By now everyone knows that the English Premier League has signed a blockbuster deal for broadcasting rights in the United Kingdom. The pact with Sky and BT will bring the 20 lucky clubs about £1.7 billion annually for three years starting after next season. It’s a huge sum – more than any other league earns – and an increase of more than 70 percent over the last three-year package. It’s also a windfall, since the clubs don’t have to change their operations or incur additional costs in order to get it. So where will all that money go, and how will it affect the game?
I can think of several uses for the cash, some more probable than others. Clubs could move it around to offer fans lower ticket prices. They could also invest in their infrastructure. The owners could extract the money as profits or allow it to pile up unused inside the club. Or they could share it with their employees, including the players, via wages and perks. Some of the money could also be used to pay transfer fees to other leagues, too.
Two concepts frequently cited in game theory – the arms race and multiparty bargaining – can narrow down the options. Clubs are in a perpetual arms race against each other, always trying to put better players on the field in order to win more matches and maintain their places in the Premier League and other competitions. A club that decides not to pay its players more after the new broadcasting deal starts will ultimately find itself dropping down the table. The exact amounts a club pays to its players will depend in part on bargaining power. The top players have a lot of it; there’s obviously only one Lionel Messi, yet there aren’t too many David Silvas or John Terrys available either. So these players – and the clubs that hold their contracts – are poised to grab a share of the windfall through wages and transfer fees.
For players outside of England, the prospect of coming to the Premier League will be more lucrative than ever. It’s likely that the overall quality of Premier League players will increase with the arrival of more international stars. If there were any doubt about this, consider that Sebastian Giovinco may be the highest-paid Italian player in the world. An influx of foreign talent could even stave off what may otherwise have been a damaging drop in England’s UEFA coefficient, which determines how many places its clubs have in European competitions.

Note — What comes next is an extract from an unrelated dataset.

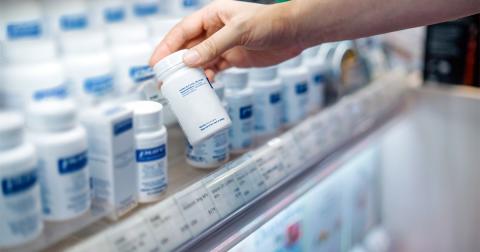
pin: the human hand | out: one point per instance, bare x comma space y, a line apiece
229, 33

Of course, the arrival of top foreign footballers will be bad news for their British counterparts. It’s fair to assume that almost all of the best British players already play in the Premier League, since so few of them ever go abroad. And there’s some anecdotal evidence that they command a premium among Premier League clubs, though the data might not always agree. Regardless, British players’ value will be lower relative to that of the incoming stars from overseas. The locals will have a harder time getting minutes, for good reason. The same thing may well happen to British managers.
If this shift encourages more British players and managers to leave the country, it may even help their national teams – all four of them – to improve. Common criticisms of British players and managers are that their tactics are outdated and they know only one way to play, leaving them at a loss when faced with different styles. Experience on the continent could enhance their flexibility.
A final change to watch for will be the effect on promotion and relegation. Clubs that leave the Premier League will receive “parachute” payments for three years to cushion the drop, but clubs that join the top division won’t receive extra money for years in advance (except for the minor “solidarity” payments agreed after the new broadcasting deal). This disjoint means that, in a few years, promoted clubs will face a much wider gap in quality than they currently do. Moreover, if a non-promoted club happens to get relegated, it will have a better chance of coming straight back up. The result will be more entrenchment and less variety of clubs in the Premier League.
Indeed, the Premier League could begin to look a bit more like the Champions League: more talent, and the same clubs appearing year after year. Wealthy English clubs may take home more European trophies, too, unless other leagues’ television packages manage to catch up. And all of this will ensure that the next blockbuster deal is bigger still.